El bastión del espino (57 page)

No sin dificultad, se concentró en la conversación que tenía lugar en el estudio de Piergeiron.

—Los Caballeros de Samular han mandado en El Bastión del Espino durante casi quinientos años —comentaba con entusiasmo el Primer Señor—. Se les necesita en ese lugar.

—Aprecio vuestros sentimientos en ese asunto —respondió Danilo con más diplomacia de la que habría sido capaz de expresar Khelben—, pero debemos ceñirnos a los hechos. La fortaleza pertenece a la familia Caradoon y Bronwyn ha decidido conservarla para transmitirla en herencia a su sobrina.

—Dos mujeres jóvenes no pueden mantener una fortaleza —señaló Piergeiron.

—Pero los enanos, sí.
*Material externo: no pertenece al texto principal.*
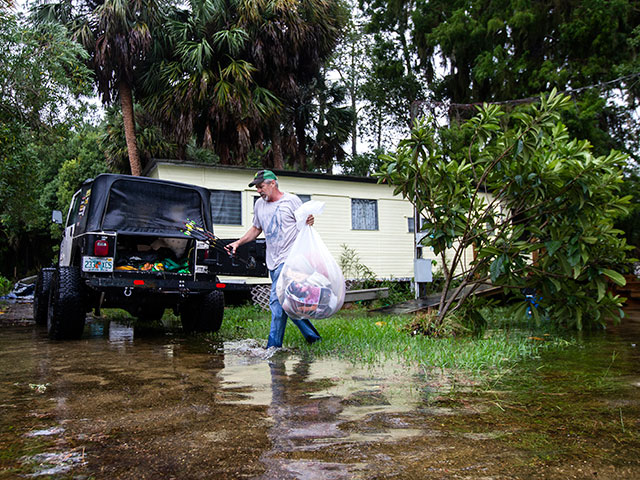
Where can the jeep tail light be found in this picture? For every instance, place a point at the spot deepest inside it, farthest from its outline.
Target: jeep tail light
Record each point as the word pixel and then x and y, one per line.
pixel 101 248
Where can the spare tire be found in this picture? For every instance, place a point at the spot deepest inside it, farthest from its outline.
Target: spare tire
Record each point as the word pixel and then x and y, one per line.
pixel 66 313
pixel 203 313
pixel 41 295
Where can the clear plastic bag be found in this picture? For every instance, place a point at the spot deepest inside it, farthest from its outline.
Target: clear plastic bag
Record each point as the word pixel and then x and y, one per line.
pixel 311 284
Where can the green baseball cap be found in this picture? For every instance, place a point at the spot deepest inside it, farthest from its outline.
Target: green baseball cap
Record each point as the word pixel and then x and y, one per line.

Hay quien podría decir que el clan Lanzadepiedra tiene derecho a ello. Pensad que han vivido debajo de esas montañas durante más siglos de los que los caballeros han vivido en la superficie.

Piergeiron suspiró.

—Habéis mostrado gran pasión en la defensa de esa mujer. Sí, es cierto que ella recuperó los anillos de Samular, pero considerad esto: ¡sólo uno de los tres anillos se encuentra en las manos apropiadas!

—Desperdigar los anillos en diferentes poderes puede resultar una sabia medida de precaución, aunque no se haya hecho intencionadamente —apuntó Khelben—. La posibilidad de que alguien pueda combinar el poder de los anillos para provocar una fuerza única de gran poder devastador disminuye considerablemente.

—No puedo estar de acuerdo con eso. Son objetos sagrados para Tyr. ¡Y, sin embargo, me han dicho que la niña mantiene lazos con su padre, que es de los zhentarim, y un sacerdote de Cyric!

—Sí, eso es cierto. Bronwyn devolvió uno de los anillos a los paladines de la orden y dejó otro en manos de los Arpistas. Está equilibrado, Piergeiron. Dejémoslo así.

El Primer Señor sacudió la cabeza con pesar.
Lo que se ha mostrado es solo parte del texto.